Handy? Tick. Tasty? Sometimes. Healthy? Not always. HFG helps you heat up the healthiest, frozen ready-made meals.
Frozen meals are an easy way to save time and energy on busy weeknights. But while they may be convenient, not all of them meet the good-for-you criteria. So, if you fancy a handy frozen dinner, here’s what you need to know to enjoy a healthier microwave meal.
From gourmet risottos and Asian stir-fries to traditional meat and three veg meals, you name it, you’ll find it in the freezer section of your local supermarket. HFG takes a look at what’s on offer.
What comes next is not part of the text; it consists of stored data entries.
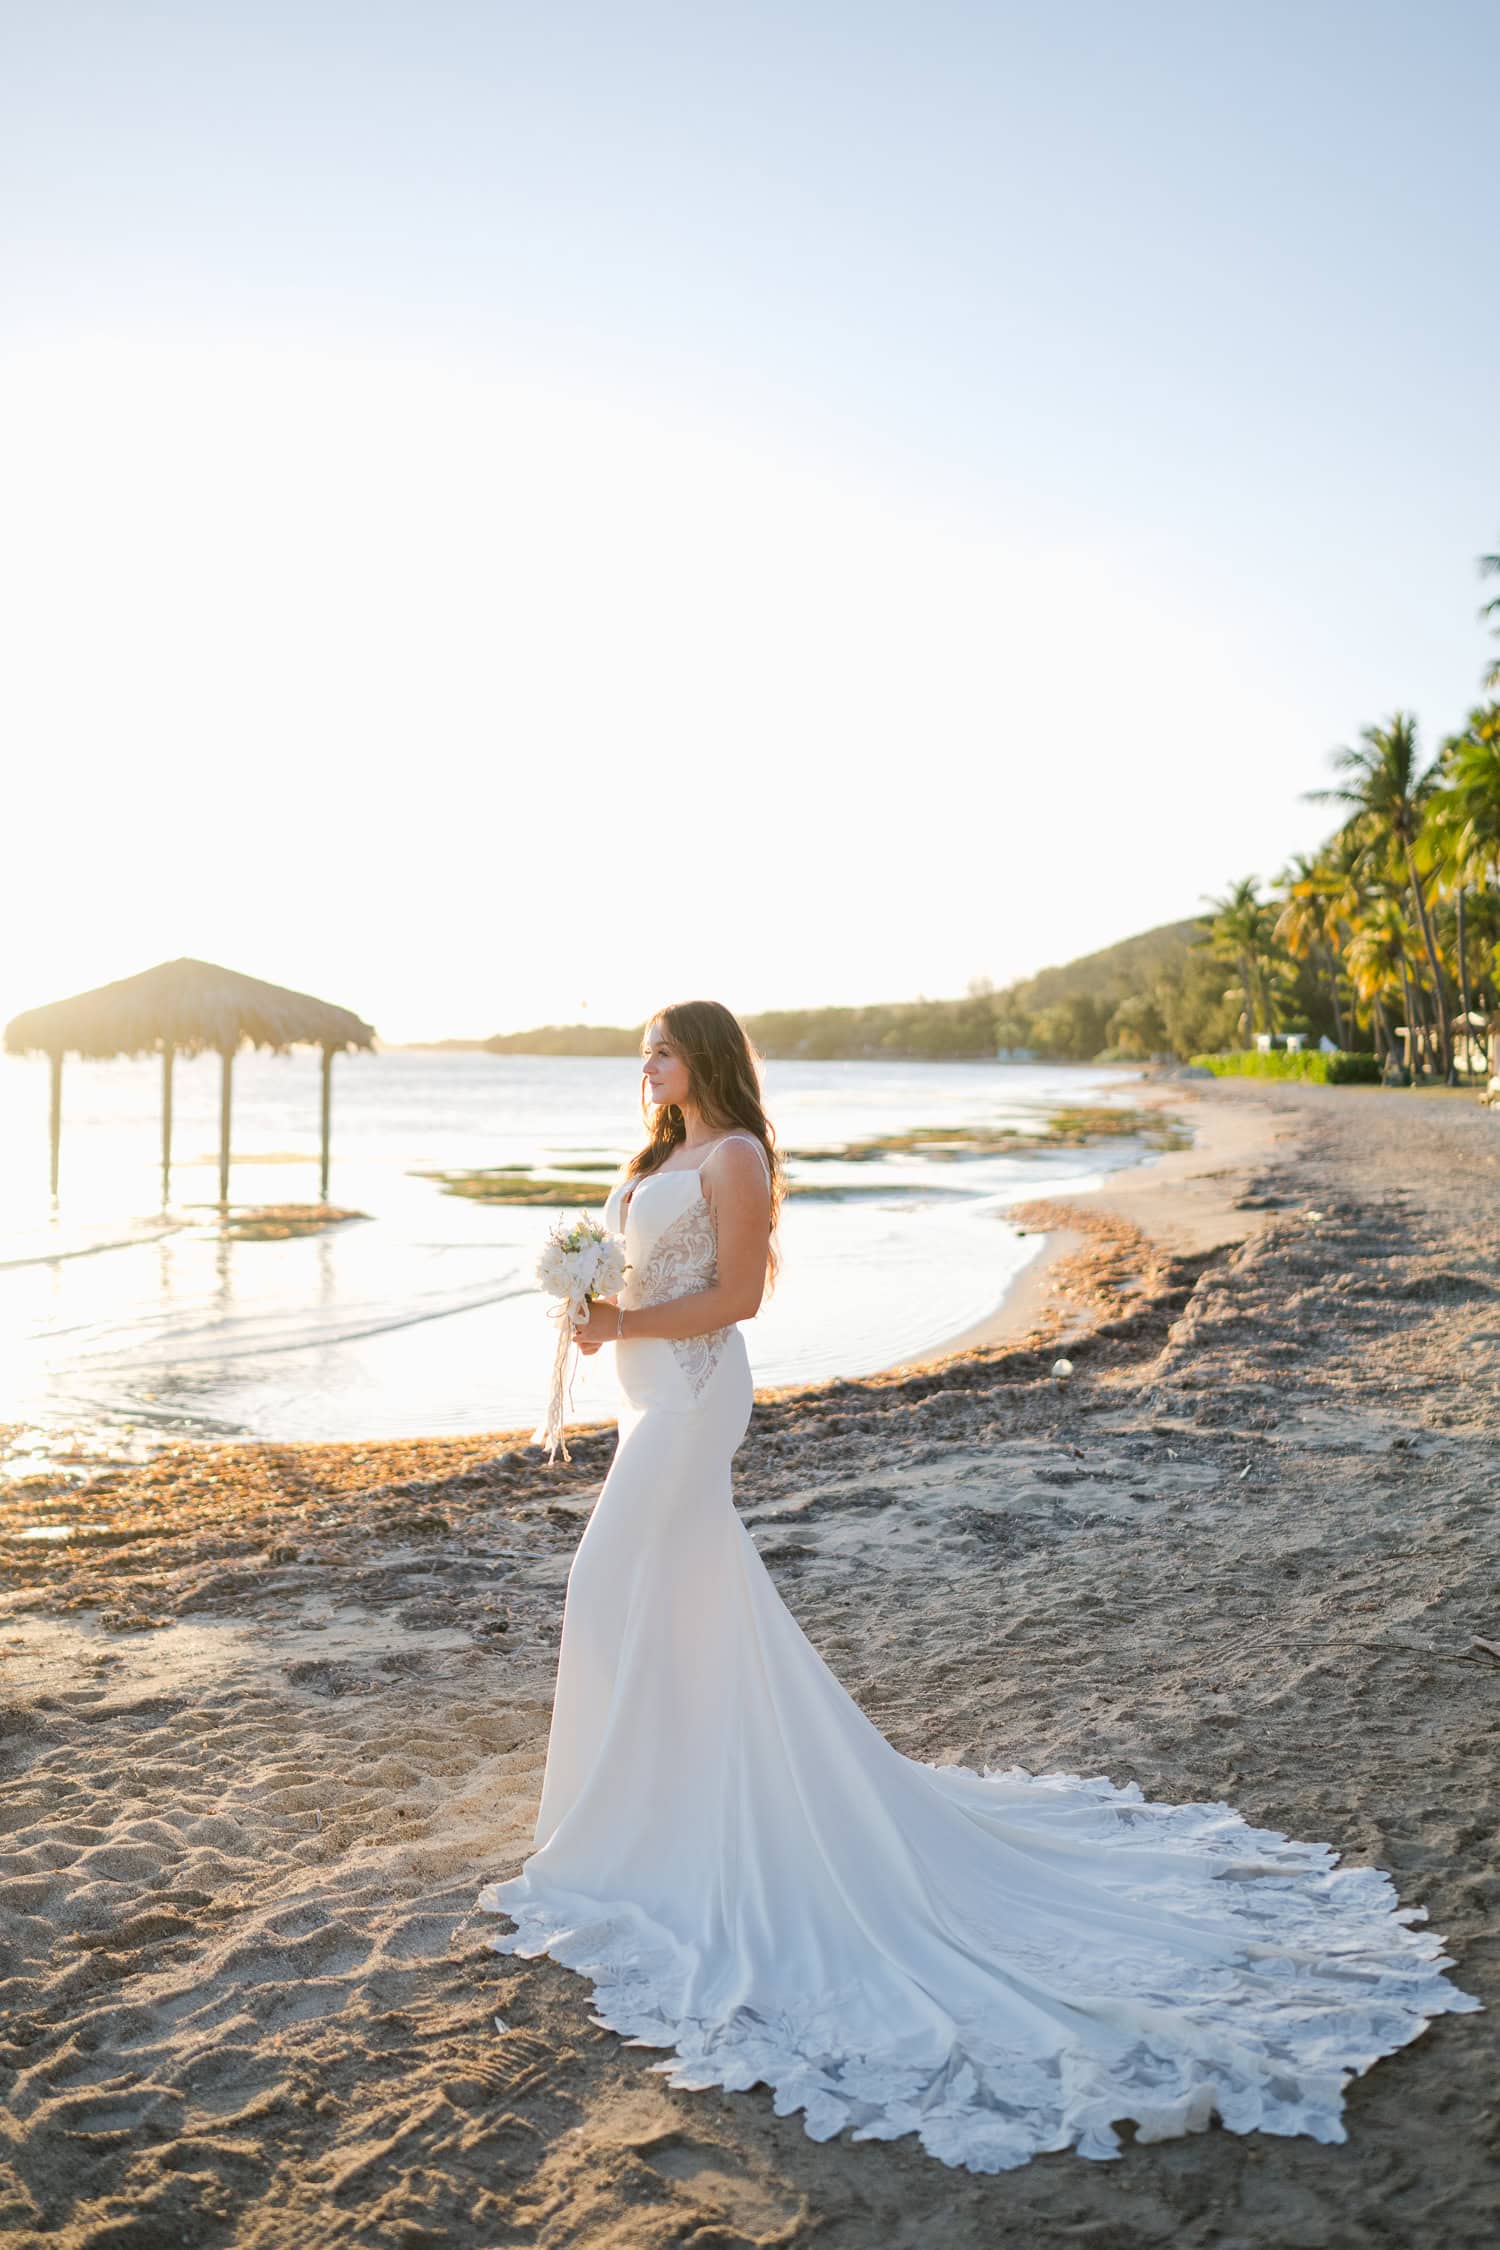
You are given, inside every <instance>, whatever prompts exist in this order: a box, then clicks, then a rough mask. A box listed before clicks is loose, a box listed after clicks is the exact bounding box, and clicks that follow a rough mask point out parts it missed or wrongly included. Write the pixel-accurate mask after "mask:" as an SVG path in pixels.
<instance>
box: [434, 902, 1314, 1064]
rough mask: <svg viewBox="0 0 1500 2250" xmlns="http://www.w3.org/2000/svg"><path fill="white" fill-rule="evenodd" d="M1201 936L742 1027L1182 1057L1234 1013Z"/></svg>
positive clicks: (500, 1040) (916, 1048)
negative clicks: (952, 997)
mask: <svg viewBox="0 0 1500 2250" xmlns="http://www.w3.org/2000/svg"><path fill="white" fill-rule="evenodd" d="M1203 940H1205V925H1203V922H1165V925H1163V927H1160V929H1145V931H1142V934H1140V936H1133V938H1124V940H1122V943H1120V945H1109V947H1106V949H1104V952H1097V954H1084V958H1079V961H1068V963H1066V965H1064V967H1052V970H1041V974H1037V976H1028V979H1023V981H1019V983H1012V985H1005V988H994V985H990V983H985V981H978V983H974V985H972V988H969V990H967V992H965V994H963V999H906V1001H877V1003H873V1006H866V1008H769V1010H765V1012H760V1015H747V1017H744V1028H747V1030H749V1035H751V1039H753V1042H756V1046H758V1048H760V1053H762V1055H769V1057H776V1060H807V1062H839V1060H857V1062H866V1060H873V1057H882V1055H884V1057H920V1060H978V1057H990V1055H994V1053H996V1051H1001V1048H1003V1051H1010V1053H1030V1055H1041V1057H1055V1060H1068V1062H1088V1060H1093V1057H1097V1055H1102V1053H1109V1055H1120V1057H1124V1060H1138V1057H1145V1055H1165V1053H1176V1055H1192V1053H1196V1051H1199V1048H1205V1046H1217V1044H1221V1042H1223V1039H1228V1037H1230V1033H1232V1026H1235V1017H1237V1012H1239V1010H1237V1008H1235V1006H1230V1003H1228V1001H1226V992H1223V965H1221V963H1217V961H1214V958H1212V956H1210V954H1208V949H1205V945H1203ZM1309 983H1311V979H1309ZM1309 997H1313V999H1316V992H1311V994H1309ZM643 1028H645V1026H643V1024H641V1026H634V1028H627V1026H612V1024H542V1026H540V1028H535V1030H513V1033H501V1035H497V1037H493V1039H484V1042H481V1046H484V1051H486V1053H490V1055H634V1053H636V1051H639V1044H641V1030H643ZM450 1044H454V1042H450Z"/></svg>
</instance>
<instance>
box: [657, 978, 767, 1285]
mask: <svg viewBox="0 0 1500 2250" xmlns="http://www.w3.org/2000/svg"><path fill="white" fill-rule="evenodd" d="M652 1024H661V1030H663V1033H666V1037H668V1039H670V1042H672V1046H675V1048H677V1053H679V1055H681V1060H684V1064H686V1069H688V1087H690V1098H693V1102H695V1107H697V1114H699V1116H702V1120H704V1125H708V1127H711V1129H713V1132H747V1134H751V1138H756V1141H758V1143H760V1147H762V1150H765V1161H767V1170H769V1174H771V1242H769V1249H767V1285H769V1287H776V1269H778V1264H780V1253H778V1249H776V1222H778V1217H780V1204H783V1195H785V1179H783V1165H780V1156H778V1152H776V1127H774V1125H771V1120H769V1116H767V1114H765V1107H762V1102H760V1057H758V1053H756V1048H753V1046H751V1042H749V1035H747V1030H744V1024H742V1021H740V1019H738V1017H735V1015H731V1012H729V1008H724V1006H722V1003H720V1001H717V999H677V1001H672V1003H670V1008H657V1012H654V1015H650V1017H648V1019H645V1028H648V1030H650V1026H652ZM641 1116H643V1118H645V1132H648V1141H645V1147H639V1150H636V1154H634V1156H632V1159H630V1163H627V1165H625V1177H627V1179H645V1174H648V1172H654V1170H657V1168H659V1165H661V1163H666V1159H668V1156H670V1154H672V1150H675V1147H681V1143H684V1141H686V1136H688V1127H686V1123H684V1116H681V1109H679V1107H677V1102H663V1105H661V1107H659V1109H657V1107H654V1105H652V1102H650V1100H648V1093H645V1078H641Z"/></svg>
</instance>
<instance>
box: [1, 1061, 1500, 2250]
mask: <svg viewBox="0 0 1500 2250" xmlns="http://www.w3.org/2000/svg"><path fill="white" fill-rule="evenodd" d="M1160 1098H1163V1100H1169V1102H1172V1107H1181V1109H1183V1114H1185V1116H1190V1118H1192V1120H1194V1123H1203V1125H1208V1127H1210V1129H1208V1132H1203V1134H1201V1138H1199V1145H1196V1150H1194V1152H1187V1154H1185V1156H1172V1159H1165V1163H1163V1165H1160V1168H1151V1170H1149V1172H1140V1174H1133V1177H1131V1174H1124V1177H1120V1179H1118V1181H1111V1183H1109V1186H1106V1188H1104V1190H1100V1195H1097V1197H1091V1199H1088V1197H1077V1199H1070V1201H1068V1208H1066V1210H1050V1208H1039V1210H1037V1215H1034V1224H1037V1226H1043V1228H1050V1231H1055V1233H1059V1231H1064V1226H1066V1242H1061V1246H1059V1255H1055V1258H1052V1260H1050V1267H1046V1269H1039V1273H1037V1278H1034V1280H1037V1291H1034V1296H1032V1303H1030V1309H1028V1321H1030V1330H1032V1332H1030V1334H1025V1336H1014V1334H1007V1336H1003V1339H1001V1341H992V1343H987V1345H985V1348H981V1350H969V1352H963V1354H958V1357H951V1359H945V1361H938V1363H933V1366H927V1368H918V1370H900V1372H893V1375H888V1377H879V1379H873V1381H859V1384H830V1386H823V1388H819V1390H803V1393H785V1395H767V1397H762V1402H760V1404H758V1411H756V1422H753V1429H751V1435H749V1440H747V1444H744V1449H742V1453H740V1460H738V1480H740V1498H742V1512H744V1516H747V1521H749V1525H751V1532H753V1534H756V1539H758V1543H760V1548H762V1552H765V1555H767V1561H769V1566H771V1568H774V1573H776V1577H778V1584H780V1586H783V1593H785V1595H787V1600H789V1602H792V1606H794V1609H796V1613H798V1618H801V1620H803V1622H805V1627H807V1631H810V1633H812V1638H814V1642H816V1645H819V1647H821V1649H823V1654H825V1656H828V1660H830V1663H832V1665H834V1669H837V1672H839V1674H841V1678H843V1681H846V1683H848V1685H850V1690H852V1692H855V1694H857V1696H859V1701H861V1703H864V1708H866V1710H868V1712H870V1717H873V1719H875V1721H877V1723H879V1726H882V1728H884V1730H886V1732H888V1735H891V1737H893V1739H895V1741H897V1744H900V1746H902V1748H904V1750H909V1753H913V1755H920V1757H956V1759H963V1762H967V1764H999V1766H1005V1764H1023V1766H1032V1768H1066V1771H1075V1773H1109V1775H1111V1777H1113V1780H1118V1782H1124V1780H1136V1782H1140V1786H1142V1789H1145V1791H1147V1795H1158V1798H1228V1800H1232V1802H1235V1804H1237V1807H1239V1809H1241V1811H1244V1813H1246V1816H1248V1818H1250V1820H1253V1822H1257V1825H1264V1827H1280V1829H1286V1831H1291V1834H1298V1836H1316V1838H1327V1840H1331V1843H1334V1845H1338V1847H1340V1849H1343V1852H1347V1854H1349V1856H1352V1858H1370V1861H1376V1863H1381V1865H1385V1867H1390V1870H1392V1874H1394V1879H1397V1885H1399V1890H1401V1897H1403V1901H1406V1903H1410V1906H1426V1908H1428V1910H1430V1919H1433V1926H1435V1928H1437V1930H1442V1933H1444V1935H1446V1937H1448V1944H1451V1951H1453V1953H1455V1957H1457V1962H1460V1969H1457V1980H1460V1982H1462V1984H1464V1987H1466V1989H1469V1991H1475V1993H1480V1996H1482V1998H1484V2000H1487V2002H1489V2009H1491V2011H1489V2014H1482V2016H1453V2018H1444V2020H1439V2023H1437V2025H1435V2027H1433V2029H1430V2032H1428V2034H1426V2036H1424V2038H1421V2041H1417V2043H1415V2045H1412V2047H1408V2050H1403V2052H1401V2054H1397V2056H1392V2059H1388V2061H1383V2063H1381V2065H1376V2070H1374V2072H1370V2074H1367V2077H1365V2079H1361V2081H1358V2083H1356V2086H1354V2090H1352V2095H1349V2119H1347V2122H1349V2142H1347V2144H1343V2146H1334V2149H1325V2146H1316V2144H1311V2142H1275V2140H1264V2137H1237V2135H1228V2133H1219V2131H1210V2133H1208V2135H1201V2137H1194V2140H1185V2142H1167V2144H1158V2146H1140V2149H1136V2146H1131V2149H1127V2153H1124V2158H1122V2160H1120V2162H1115V2164H1086V2162H1079V2160H1077V2158H1073V2155H1057V2158H1046V2160H1039V2162H1032V2164H1028V2167H1025V2169H1023V2171H1016V2173H1007V2176H1001V2178H987V2180H981V2178H972V2176H967V2173H954V2171H947V2169H945V2167H940V2164H936V2162H931V2160H929V2158H924V2155H922V2151H920V2149H915V2144H848V2142H830V2144H821V2146H819V2144H814V2142H810V2140H807V2137H805V2133H803V2128H801V2122H798V2119H794V2117H789V2119H780V2117H774V2115H771V2106H769V2095H767V2092H765V2090H756V2092H749V2095H720V2092H706V2095H693V2092H672V2090H670V2088H666V2086H663V2083H661V2079H659V2077H657V2074H652V2070H650V2063H652V2061H654V2056H652V2054H650V2052H643V2050H634V2047H625V2045H623V2043H621V2041H618V2038H614V2036H612V2034H607V2032H600V2029H598V2027H594V2025H591V2023H589V2000H587V1987H585V1984H582V1982H580V1980H578V1978H573V1975H569V1973H567V1971H562V1969H558V1966H555V1964H551V1962H517V1960H501V1957H497V1955H495V1953H493V1951H490V1948H488V1942H486V1939H488V1937H490V1935H493V1928H495V1924H493V1919H490V1917H484V1915H475V1910H472V1901H475V1892H477V1890H479V1885H481V1883H484V1881H488V1879H495V1876H504V1874H508V1872H513V1870H515V1865H517V1863H519V1858H522V1856H524V1852H526V1847H528V1838H531V1820H533V1811H535V1793H537V1784H540V1771H542V1753H544V1741H546V1712H549V1699H551V1678H553V1665H555V1636H558V1620H560V1606H562V1586H564V1577H567V1566H569V1557H571V1550H573V1543H576V1537H578V1530H580V1523H582V1521H585V1516H587V1507H589V1503H591V1496H594V1494H596V1489H598V1480H600V1476H603V1471H605V1467H607V1458H609V1449H612V1438H609V1435H607V1433H587V1435H582V1438H580V1442H578V1444H576V1462H573V1467H571V1469H562V1467H558V1469H553V1471H544V1469H542V1467H537V1462H535V1456H531V1453H528V1451H524V1449H517V1444H515V1442H513V1440H510V1442H504V1440H493V1438H490V1440H486V1438H472V1440H443V1442H414V1444H369V1447H180V1449H173V1451H169V1453H162V1456H157V1458H155V1460H151V1462H146V1465H144V1467H133V1469H119V1471H110V1474H101V1476H97V1478H92V1480H90V1483H85V1485H72V1487H70V1485H63V1483H61V1480H45V1478H34V1480H31V1485H29V1487H27V1489H22V1492H20V1494H18V1496H16V1501H13V1503H11V1505H9V1507H7V1532H4V1537H2V1539H0V1543H2V1546H4V1561H7V1570H9V1577H7V1591H4V1602H2V1606H0V1728H2V1735H0V1750H2V1773H4V1782H2V1829H4V1834H2V1845H0V1849H2V1852H4V1928H2V1930H0V1948H2V1951H0V2002H2V2007H4V2025H2V2034H0V2036H2V2045H0V2068H4V2072H7V2081H9V2086H7V2104H4V2119H2V2128H0V2131H2V2140H0V2236H2V2239H4V2241H16V2243H25V2245H29V2243H38V2245H40V2243H49V2245H63V2250H74V2245H76V2250H157V2245H162V2250H164V2245H180V2243H191V2245H220V2243H225V2245H229V2243H232V2245H256V2250H259V2245H268V2250H270V2245H288V2250H290V2245H295V2250H319V2245H324V2243H328V2245H335V2243H360V2245H364V2243H367V2245H371V2250H373V2245H380V2250H391V2245H396V2250H418V2245H434V2250H436V2245H459V2250H481V2245H484V2250H495V2245H510V2243H515V2245H522V2243H524V2245H540V2250H562V2245H618V2250H654V2245H668V2243H672V2245H677V2243H690V2245H695V2250H740V2245H756V2243H765V2245H769V2243H816V2245H819V2250H823V2245H828V2250H873V2245H879V2250H931V2245H976V2250H978V2245H994V2243H1014V2245H1016V2250H1034V2245H1064V2243H1068V2245H1079V2243H1086V2245H1097V2250H1133V2245H1147V2243H1172V2245H1174V2250H1176V2245H1187V2250H1190V2245H1208V2243H1214V2245H1232V2250H1250V2245H1255V2250H1259V2245H1266V2250H1271V2245H1277V2250H1282V2245H1298V2250H1325V2245H1327V2250H1340V2245H1356V2243H1358V2245H1363V2243H1388V2245H1428V2243H1433V2245H1444V2250H1469V2245H1473V2250H1478V2245H1482V2243H1484V2245H1489V2243H1493V2241H1496V2239H1500V2101H1498V2097H1496V2086H1498V2083H1500V2068H1498V2065H1500V2052H1498V2050H1500V2029H1498V2027H1500V2007H1498V2002H1500V1946H1498V1942H1496V1915H1498V1908H1500V1874H1498V1872H1496V1825H1498V1818H1496V1816H1498V1811H1500V1802H1498V1798H1500V1791H1498V1782H1496V1741H1498V1739H1500V1656H1496V1654H1493V1651H1496V1649H1500V1593H1498V1584H1500V1579H1498V1573H1496V1561H1498V1550H1500V1507H1498V1503H1500V1451H1498V1444H1496V1431H1498V1422H1500V1118H1496V1116H1493V1114H1489V1111H1482V1109H1480V1107H1475V1105H1473V1102H1469V1100H1455V1098H1448V1096H1442V1093H1433V1096H1412V1093H1385V1091H1381V1089H1311V1087H1309V1089H1300V1087H1286V1089H1284V1087H1275V1089H1266V1087H1223V1084H1214V1087H1203V1089H1199V1087H1192V1089H1187V1087H1172V1089H1163V1096H1160ZM1169 1168H1176V1170H1169ZM1059 1336H1064V1339H1066V1348H1068V1357H1070V1359H1073V1363H1075V1370H1077V1372H1075V1375H1073V1377H1070V1379H1066V1381H1059V1379H1055V1377H1052V1375H1050V1366H1052V1359H1055V1357H1057V1339H1059ZM38 1534H40V1537H38Z"/></svg>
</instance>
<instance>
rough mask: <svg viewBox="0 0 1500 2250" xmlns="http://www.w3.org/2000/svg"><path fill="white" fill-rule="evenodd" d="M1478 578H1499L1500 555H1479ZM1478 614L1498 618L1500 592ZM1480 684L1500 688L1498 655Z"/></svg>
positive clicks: (1498, 625)
mask: <svg viewBox="0 0 1500 2250" xmlns="http://www.w3.org/2000/svg"><path fill="white" fill-rule="evenodd" d="M1480 578H1500V556H1480ZM1480 616H1493V619H1500V594H1496V598H1493V601H1487V603H1484V607H1482V610H1480ZM1496 632H1500V623H1498V625H1496ZM1482 686H1487V688H1500V657H1496V661H1493V664H1491V666H1489V670H1487V673H1484V679H1482Z"/></svg>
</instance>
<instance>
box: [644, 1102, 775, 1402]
mask: <svg viewBox="0 0 1500 2250" xmlns="http://www.w3.org/2000/svg"><path fill="white" fill-rule="evenodd" d="M724 1141H749V1145H751V1147H753V1150H756V1152H758V1154H762V1152H760V1143H758V1141H753V1138H751V1136H749V1134H724V1136H722V1141H715V1147H722V1145H724ZM704 1161H706V1159H704ZM605 1226H607V1228H609V1231H612V1233H621V1231H623V1235H625V1258H627V1260H630V1269H627V1273H625V1287H623V1289H621V1303H623V1305H625V1309H634V1307H639V1305H666V1303H670V1300H672V1298H679V1296H697V1294H699V1289H711V1287H713V1282H715V1280H717V1273H720V1262H717V1258H720V1244H717V1228H715V1222H713V1206H711V1201H708V1197H706V1195H704V1181H702V1165H672V1168H668V1170H661V1172H648V1174H645V1179H639V1181H634V1183H632V1181H627V1179H621V1181H618V1183H616V1186H614V1190H612V1192H609V1201H607V1204H605ZM731 1334H735V1330H733V1325H731V1327H713V1330H706V1332H704V1334H699V1336H670V1339H668V1336H641V1339H632V1341H630V1343H625V1345H623V1348H616V1352H618V1361H621V1368H618V1372H621V1384H623V1386H625V1390H627V1395H630V1390H632V1384H630V1377H636V1381H639V1379H641V1377H643V1375H645V1377H648V1379H650V1372H652V1366H654V1370H657V1372H661V1350H666V1352H668V1354H670V1359H672V1361H675V1363H677V1370H679V1372H681V1379H684V1384H686V1388H688V1393H690V1397H693V1399H695V1402H697V1399H699V1397H702V1395H704V1388H706V1384H708V1381H711V1377H713V1372H715V1368H717V1366H720V1361H722V1357H724V1343H726V1339H729V1336H731ZM643 1345H657V1352H643V1350H641V1348H643ZM654 1404H663V1402H654Z"/></svg>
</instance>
Portion controlled ready meals
If you’re trying to lose weight, you might have sampled the large range of portion-controlled frozen meals available nowadays. While these dinners are light on kilojoules/calories, they can be low in hunger-busting protein and high in sodium, which is bad news for heart health.
Health-centric ready meals
Edamame beans, pepitas, kale, chia seeds, freekeh… You no longer have to scour the shelves of your local health food store for these trendy ingredients as they are often included in mainstream frozen meals. But buyer beware: meals made with these healthy ingredients can still be high in saturated fat and sodium.
The meat-free trend has made its way into convenient ready-made meals, too, but just because something is ‘plant-based’ doesn’t mean it’s automatically healthy. Meat-free meals can be particularly high in sodium due to the addition of salty meat alternatives, such as ‘chickenless’ chicken, plant-based meatballs and ‘non’ burgers.
You’ll find plenty of home-style favourites in the supermarket freezer section, such as macaroni cheese, chicken parmigiana and beef lasagne. Depending on the manufacturer, these meals can be packed with excessive kilojoules/calories and, like most frozen meals, be high in sodium and saturated fat as well.
Fitness-focused frozen meals
High-protein meals help to build lean muscle mass and keep you feeling full for longer, so these options are a wise idea. As a general rule of thumb, fitness-focused meals are the best of the frozen meal bunch, but you should still check the label for added salt, sugars and fat.
What about frozen pizzas?
Just like ready-made meals, there’s a lot of variation among frozen pizza slices. Pizzas topped with processed meats such as ham, salami and prosciutto tend to contain the most saturated fat and sodium. Vegetarian and seafood pizzas can be slightly healthier choices. If your go-to convenient meal is a whole frozen pizza, a healthier option is to split it between a few dinner buddies and serve with a homemade salad.
Convenient cuisine checkpoints
For a healthier, dietitian-approved frozen dinner, look for the following on nutrition labels at the back of the box:
- A simple ingredients list made up of real, whole foods.
- Around 1700kJ (400cal) per serve or less to keep portion size in check.
- At least 15g protein per serve. Protein satisfies a grumbling tummy for longer than a low-protein meal.
- Less than 5g saturated fat per serve to keep your ticker healthy. Creamy sauces and processed meats, like bacon and sausages, can ramp up the saturated fat content.
- Less than 700mg sodium per serve for heart health.